1. Preprocessing Data
2. Training different models
3. Finding the best model with lowest MSE

In [1]:
import pandas as pd
import numpy as np
from sklearn.utils import shuffle
from sklearn.model_selection import cross_val_score
from sklearn.linear_model import LinearRegression
from sklearn.ensemble import RandomForestRegressor, GradientBoostingRegressor
from sklearn.metrics import mean_squared_error

## Data Preparation and Preprocessing

### Loading Files

Previously we cleaned the train csv file and saved as 'train_df_clean.csv'. This file is already consolidated over jobkey_id index. We will also load this file along with the 'test_df.csv'

In [2]:
clean_train_df = pd.read_csv('train_df_clean.csv')
clean_test_df = pd.read_csv('test_features.csv')

### Shuffling Dataframe
Shuffling Dataframe may help to improve cross-validation accuracy

In [3]:
clean_train_df = shuffle(clean_train_df).reset_index(drop=True)

### Define Variables

In [4]:
categorical_vars = ['companyId', 'jobType', 'degree', 'major', 'industry']
numeric_vars = ['yearsExperience', 'milesFromMetropolis']
target_var = 'salary'

### Get Target Variable

In [5]:
target_df = clean_train_df[target_var]

### One Hot Encoding

In [6]:
def one_hot_encode_feature_df(df, cat_vars=None, num_vars=None):
    '''performs one-hot encoding on all categorical variables and combines result with continous variables'''
    cat_df = pd.get_dummies(df[cat_vars])
    num_df = df[num_vars].apply(pd.to_numeric)
    return pd.concat([cat_df, num_df], axis=1)

In [7]:
feature_df = one_hot_encode_feature_df(clean_train_df, cat_vars=categorical_vars, num_vars=numeric_vars)
test_df = one_hot_encode_feature_df(clean_test_df, cat_vars=categorical_vars, num_vars=numeric_vars)

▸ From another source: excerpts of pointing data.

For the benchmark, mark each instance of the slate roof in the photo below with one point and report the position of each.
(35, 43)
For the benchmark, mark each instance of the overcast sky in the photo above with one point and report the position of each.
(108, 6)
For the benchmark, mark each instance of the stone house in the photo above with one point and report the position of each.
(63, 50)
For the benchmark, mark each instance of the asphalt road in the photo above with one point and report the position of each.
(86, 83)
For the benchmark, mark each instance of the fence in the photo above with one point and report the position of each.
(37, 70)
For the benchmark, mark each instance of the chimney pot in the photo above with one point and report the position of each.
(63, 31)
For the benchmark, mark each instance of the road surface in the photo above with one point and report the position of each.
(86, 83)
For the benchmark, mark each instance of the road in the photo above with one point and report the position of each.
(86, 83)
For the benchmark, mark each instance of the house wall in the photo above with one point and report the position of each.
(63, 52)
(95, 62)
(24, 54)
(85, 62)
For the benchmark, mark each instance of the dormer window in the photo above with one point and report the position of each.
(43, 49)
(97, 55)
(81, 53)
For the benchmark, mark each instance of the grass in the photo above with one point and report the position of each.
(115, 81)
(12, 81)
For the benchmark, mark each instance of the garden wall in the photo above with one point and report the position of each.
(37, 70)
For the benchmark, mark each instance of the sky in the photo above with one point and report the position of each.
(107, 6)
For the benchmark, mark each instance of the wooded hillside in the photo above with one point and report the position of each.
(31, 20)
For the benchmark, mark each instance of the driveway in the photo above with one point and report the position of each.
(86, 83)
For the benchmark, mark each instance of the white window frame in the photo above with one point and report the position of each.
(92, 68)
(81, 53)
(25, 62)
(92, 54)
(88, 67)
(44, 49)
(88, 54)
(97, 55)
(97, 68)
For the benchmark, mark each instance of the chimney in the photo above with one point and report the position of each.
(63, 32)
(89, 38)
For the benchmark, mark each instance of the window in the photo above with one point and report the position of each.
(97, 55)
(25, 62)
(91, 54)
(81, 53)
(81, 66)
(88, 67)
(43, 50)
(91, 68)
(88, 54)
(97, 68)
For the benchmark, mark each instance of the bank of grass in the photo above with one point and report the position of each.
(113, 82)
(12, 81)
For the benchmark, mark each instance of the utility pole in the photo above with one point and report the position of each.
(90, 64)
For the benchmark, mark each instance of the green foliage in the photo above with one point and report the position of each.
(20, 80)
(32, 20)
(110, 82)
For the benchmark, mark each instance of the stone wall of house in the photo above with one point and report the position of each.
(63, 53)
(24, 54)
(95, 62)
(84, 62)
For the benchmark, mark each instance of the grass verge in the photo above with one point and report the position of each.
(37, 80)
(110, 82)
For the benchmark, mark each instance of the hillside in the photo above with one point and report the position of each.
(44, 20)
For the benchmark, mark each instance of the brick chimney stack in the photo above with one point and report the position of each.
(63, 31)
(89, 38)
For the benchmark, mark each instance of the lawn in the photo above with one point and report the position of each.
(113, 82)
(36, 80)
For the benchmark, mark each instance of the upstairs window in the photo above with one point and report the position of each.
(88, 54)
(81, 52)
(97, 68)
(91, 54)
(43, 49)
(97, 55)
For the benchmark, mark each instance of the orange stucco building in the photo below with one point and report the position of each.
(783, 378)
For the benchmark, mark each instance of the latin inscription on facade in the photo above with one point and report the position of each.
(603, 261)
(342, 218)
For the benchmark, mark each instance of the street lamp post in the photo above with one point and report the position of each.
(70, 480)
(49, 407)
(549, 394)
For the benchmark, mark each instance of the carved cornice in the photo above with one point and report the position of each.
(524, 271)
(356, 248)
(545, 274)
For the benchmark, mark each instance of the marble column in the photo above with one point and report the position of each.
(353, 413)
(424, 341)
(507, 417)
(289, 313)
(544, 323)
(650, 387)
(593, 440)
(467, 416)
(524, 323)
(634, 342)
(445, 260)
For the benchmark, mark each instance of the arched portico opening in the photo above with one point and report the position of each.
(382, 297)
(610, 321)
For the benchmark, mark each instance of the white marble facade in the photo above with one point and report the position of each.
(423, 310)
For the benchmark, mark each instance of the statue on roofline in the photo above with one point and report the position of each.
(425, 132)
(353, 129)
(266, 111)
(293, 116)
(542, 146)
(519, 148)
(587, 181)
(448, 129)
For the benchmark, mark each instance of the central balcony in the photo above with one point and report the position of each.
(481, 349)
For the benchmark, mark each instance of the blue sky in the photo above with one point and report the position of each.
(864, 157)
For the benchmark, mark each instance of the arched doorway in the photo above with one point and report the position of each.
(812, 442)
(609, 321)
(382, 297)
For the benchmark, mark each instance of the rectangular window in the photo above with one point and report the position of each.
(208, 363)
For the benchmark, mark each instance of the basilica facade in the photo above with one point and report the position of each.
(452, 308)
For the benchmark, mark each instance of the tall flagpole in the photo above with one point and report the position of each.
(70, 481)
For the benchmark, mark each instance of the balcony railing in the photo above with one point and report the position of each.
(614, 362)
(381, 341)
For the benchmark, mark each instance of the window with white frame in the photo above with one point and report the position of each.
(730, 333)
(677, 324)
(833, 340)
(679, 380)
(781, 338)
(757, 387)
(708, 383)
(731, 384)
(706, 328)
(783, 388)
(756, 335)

## Initializing and Training Predictive Models

Steps:
1. Initializing model lists and dict
2. create models + Hyperparameter tuning
3. Model summary

Models:
1. Linear Regression
2. RandomForestRegressor
3. GradientBoostRegressor

In [8]:
#initializing model lists and dict
models = []
mean_mse = {}
cv_std = {}
res = {}

In [9]:
#define number of processes to run in parallel
num_procs = 2

#shared model paramaters
verbose_lvl = 5

In [10]:
#Initiazlizing Models
lr = LinearRegression()
rf = RandomForestRegressor(n_estimators=150, n_jobs=num_procs, max_depth=25, min_samples_split=60, max_features=30, verbose=verbose_lvl)
gb = GradientBoostingRegressor(n_estimators=150, max_depth=5, loss='ls', verbose=verbose_lvl)

In [11]:
models.extend([lr, rf, gb])

In [12]:
def train_model(model, feature_df, target_df, num_procs, mean_mse, cv_std):
    neg_mse = cross_val_score(model, feature_df, target_df, cv=2, n_jobs=num_procs, scoring='neg_mean_squared_error')
    mean_mse[model] = -1.0*np.mean(neg_mse)
    cv_std[model] = np.std(neg_mse)

In [13]:
#cross validate models and print summaries to compare each model
for model in models:
    train_model(model, feature_df, target_df, num_procs, mean_mse, cv_std)
    print('\nModel:\n', model)
    print('Average MSE:\n', mean_mse[model])
    print('Standard deviation during CV:\n', cv_std[model])


Model:
 LinearRegression()
Average MSE:
 384.47499047251506
Standard deviation during CV:
 3.3891256464357866e-05
Standard deviation during CV:
 3.3891256464357866e-05

Model:
 RandomForestRegressor(max_depth=25, max_features=30, min_samples_split=60,
                      n_estimators=150, n_jobs=2, verbose=5)
Average MSE:
 367.5588277034447
Standard deviation during CV:
 0.04838140050742368
Standard deviation during CV:
 0.04838140050742368

Model:
 GradientBoostingRegressor(max_depth=5, n_estimators=150, verbose=5)
Average MSE:
 357.33422543210236
Standard deviation during CV:
 0.09232045687170398
Standard deviation during CV:
 0.09232045687170398


| Model | Average MSE | SD during CV |
| ---- | ---- | ---- |
| Linear Regression | 384.475 | 3.389 |
| Random Forest | 367.559 | 0.048 |
| Gradient Boost | 357.334 | 0.092 |

We saw the lowest Average Mean Squared Error with Gradient Boost Regressor Model making it the best model among the three used above.